No sé si Francis Ponge les dedicó a los conejos –esos seres suaves, dóciles y sin armas– algún poema de observación. En la única de las Matrix que valen la pena, Neo es contactado por la resistencia con la frase virtual de que tiene que seguir al conejo. Y John Updike –tan parecido a Macaya Márquez– escribió una larga saga de su personaje cuyo apellido era Conejo. Creo que todos hemos conocido alguna vez a alguien que se apodara “Conejo”. Yo conocí al Conejo que me corresponde en la casa de una gran amiga, Ana. Este Conejo era uno de esos amigos que son como estrellas fugaces, que pasan por nuestra vida a la velocidad del sonido y que hacen que nuestra existencia sea menos aburrida. Son a la amistad lo que la deconstrucción fue a la filosofía, una rampa necesaria y peligrosa, algo que hay que puntuar porque te puede llevar puesto.

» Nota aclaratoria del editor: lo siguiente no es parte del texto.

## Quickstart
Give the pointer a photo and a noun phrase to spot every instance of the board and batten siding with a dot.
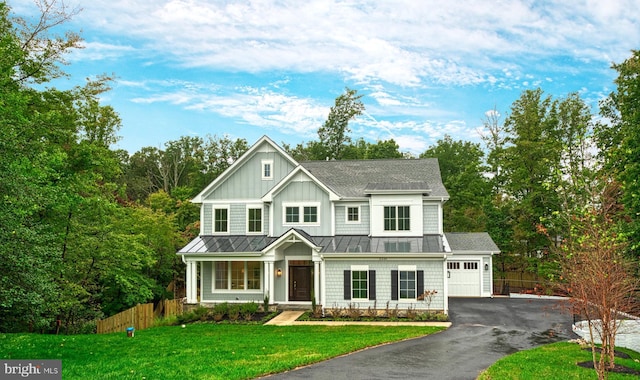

Amigos intensos que con su carácter volátil te logran estresar, pero siempre los queremos. ¿Saben de qué hablo? ¿Quién no ha tenido un amigo así? Esas amistades que nuestros padres desalientan pero que a nosotros nos inspiran. Hasta cierto punto. Después uno crece y los olvidamos. A veces somos injustos con estos amigos.
Hay un rostro de este tipo de ser en la tapa de Pasto, el primer disco de Babasónicos. Es como la foto de un DNI psicodélico, con un joven luminoso sonriendo. Se ríe porque vio el futuro, que no va a habitar. Mi hermano Juan me cuenta que el Conejo murió hace unas semanas. Había vuelto de España para tratarse de una enfermedad pero no la pudo vencer. Ahora logró la curación definitiva. Como había pedido en los últimos momentos, sus amigos –ex surfers de Mar del Plata– se pusieron los trajes de neoprene y salieron al mar para arrojar sus cenizas.
Lo escribió T.S.Eliot, Conejo: “Yo debería haber sido/ un par de garras afiladas/ corriendo por el fondo de mares silenciosos”.